¡Urgente! Corte Suprema suspende prohibición y permite de nuevo la píldora abortiva.

La Corte Suprema de Estados Unidos emitió una suspensión temporal que mantiene, por ahora, las actuales condiciones de acceso a la Mifepristona, en medio de una nueva batalla judicial sobre los derechos reproductivos en el país. La medida fue firmada por el magistrado Samuel Alito y bloquea provisionalmente una decisión de un tribunal inferior que buscaba reinstaurar restricciones más estrictas para la obtención del medicamento.

La orden tiene carácter administrativo y estará vigente mientras los magistrados analizan las solicitudes de emergencia presentadas por las compañías farmacéuticas fabricantes del fármaco. Con esta decisión, el máximo tribunal evita, al menos de manera temporal, que entren nuevamente en vigor requisitos como la consulta médica presencial obligatoria para acceder a la píldora abortiva.

El juez Samuel Alito estableció el 11 de mayo como fecha límite para que la Corte determine si amplía la suspensión, adopta una medida definitiva o permite que se reactive el fallo del tribunal de apelaciones.
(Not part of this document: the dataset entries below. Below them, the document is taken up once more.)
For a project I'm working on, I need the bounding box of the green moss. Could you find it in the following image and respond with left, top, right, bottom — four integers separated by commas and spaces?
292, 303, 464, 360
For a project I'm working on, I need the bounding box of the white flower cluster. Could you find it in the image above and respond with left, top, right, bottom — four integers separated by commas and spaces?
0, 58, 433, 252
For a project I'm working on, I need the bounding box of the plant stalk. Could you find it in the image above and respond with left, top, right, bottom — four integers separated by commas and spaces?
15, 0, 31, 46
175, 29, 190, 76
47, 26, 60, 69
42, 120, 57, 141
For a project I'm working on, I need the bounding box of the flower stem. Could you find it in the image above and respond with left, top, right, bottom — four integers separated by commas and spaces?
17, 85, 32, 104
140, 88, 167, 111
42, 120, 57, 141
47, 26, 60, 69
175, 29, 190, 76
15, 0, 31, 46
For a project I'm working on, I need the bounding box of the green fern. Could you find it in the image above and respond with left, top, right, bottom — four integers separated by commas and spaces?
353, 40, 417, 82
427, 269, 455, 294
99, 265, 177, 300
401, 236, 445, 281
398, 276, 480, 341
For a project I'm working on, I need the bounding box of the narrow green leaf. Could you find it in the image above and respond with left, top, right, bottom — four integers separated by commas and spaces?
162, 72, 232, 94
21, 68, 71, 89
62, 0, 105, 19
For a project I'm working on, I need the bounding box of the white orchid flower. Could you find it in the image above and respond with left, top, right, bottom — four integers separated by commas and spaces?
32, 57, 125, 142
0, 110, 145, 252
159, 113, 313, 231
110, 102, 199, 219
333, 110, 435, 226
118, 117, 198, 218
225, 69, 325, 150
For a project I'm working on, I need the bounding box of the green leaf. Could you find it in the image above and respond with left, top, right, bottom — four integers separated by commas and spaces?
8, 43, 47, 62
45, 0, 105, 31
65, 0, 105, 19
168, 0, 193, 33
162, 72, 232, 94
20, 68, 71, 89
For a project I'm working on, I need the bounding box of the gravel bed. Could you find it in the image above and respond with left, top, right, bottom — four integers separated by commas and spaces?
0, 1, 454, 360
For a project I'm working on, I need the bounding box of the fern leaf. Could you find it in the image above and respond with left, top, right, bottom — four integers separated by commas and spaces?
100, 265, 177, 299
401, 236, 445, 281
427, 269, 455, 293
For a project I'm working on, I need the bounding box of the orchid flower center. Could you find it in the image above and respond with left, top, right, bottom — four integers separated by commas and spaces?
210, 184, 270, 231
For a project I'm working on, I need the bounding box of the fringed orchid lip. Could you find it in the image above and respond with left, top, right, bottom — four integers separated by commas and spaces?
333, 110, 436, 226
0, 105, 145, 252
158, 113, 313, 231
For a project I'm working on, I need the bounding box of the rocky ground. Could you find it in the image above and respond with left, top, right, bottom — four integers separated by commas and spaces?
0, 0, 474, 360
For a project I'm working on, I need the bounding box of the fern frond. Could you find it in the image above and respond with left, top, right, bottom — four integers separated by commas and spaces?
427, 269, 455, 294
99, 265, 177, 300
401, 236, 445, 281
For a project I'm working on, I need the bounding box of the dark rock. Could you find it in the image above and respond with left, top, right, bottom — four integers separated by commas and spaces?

Asimismo, solicitó al estado de Luisiana responder formalmente a los argumentos jurídicos de las farmacéuticas antes del cierre de la presente semana.

La controversia judicial surgió tras una demanda interpuesta por Luisiana contra la Administración de Alimentos y Medicamentos de Estados Unidos, en la que el estado cuestiona las modificaciones regulatorias aprobadas en 2023 durante la administración de Joe Biden. Dichos cambios flexibilizaron el acceso a la mifepristona al eliminar la exigencia de visitas médicas presenciales, permitiendo consultas virtuales, recetas electrónicas y el envío del medicamento por correo o su distribución en farmacias autorizadas.

Posteriormente, un tribunal federal de apelaciones con sede en Nueva Orleans falló a favor de Luisiana y ordenó restablecer las restricciones previas. Esa determinación quedó suspendida tras la intervención de la Corte Suprema.

La mifepristona, utilizada conjuntamente con el Misoprostol, constituye actualmente el método más empleado para los abortos farmacológicos en Estados Unidos y representa más del 60 % de los procedimientos practicados en el país. Desde su aprobación por la FDA en el año 2000, el medicamento se ha convertido en una pieza clave para el acceso a servicios de salud reproductiva, especialmente en estados donde el aborto quirúrgico enfrenta severas limitaciones legales.

El litigio vuelve a colocar el debate sobre el aborto en el centro de la discusión política y judicial estadounidense, particularmente después de que la Corte Suprema revocara en 2022 el histórico precedente de Roe vs. Wade, decisión que durante décadas garantizó la protección constitucional del derecho al aborto a nivel federal.

Desde entonces, múltiples estados han endurecido sus legislaciones. Al menos trece jurisdicciones han implementado prohibiciones casi absolutas o restricciones significativas, mientras otros gobiernos estatales han impulsado medidas para blindar el acceso a servicios reproductivos. En ese contexto, los medicamentos abortivos han adquirido una relevancia aún mayor como alternativa médica frente a las restricciones territoriales.

La suspensión emitida por la Corte Suprema provocó reacciones divididas. Organizaciones conservadoras y grupos antiaborto cuestionaron que el acceso ampliado continúe vigente mientras avanza el proceso judicial. Por el contrario, asociaciones médicas, clínicas y defensores de derechos reproductivos celebraron la decisión al considerar que garantiza temporalmente la continuidad de la atención médica para miles de pacientes.

Algunos proveedores de servicios de salud ya habían comenzado a diseñar planes de contingencia basados únicamente en el uso de misoprostol ante la posibilidad de nuevas restricciones. Sin embargo, la decisión provisional del alto tribunal les permite continuar, por ahora, con los protocolos habituales de aborto farmacológico.

Aunque la orden representa un alivio momentáneo para quienes defienden el acceso a la mifepristona, el caso aún está lejos de resolverse. En los próximos días, la Corte Suprema deberá pronunciarse sobre si mantiene el modelo actual de acceso o si permite la entrada en vigor de las restricciones impulsadas por Luisiana, en una decisión que podría redefinir nuevamente el alcance de los derechos reproductivos en Estados Unidos.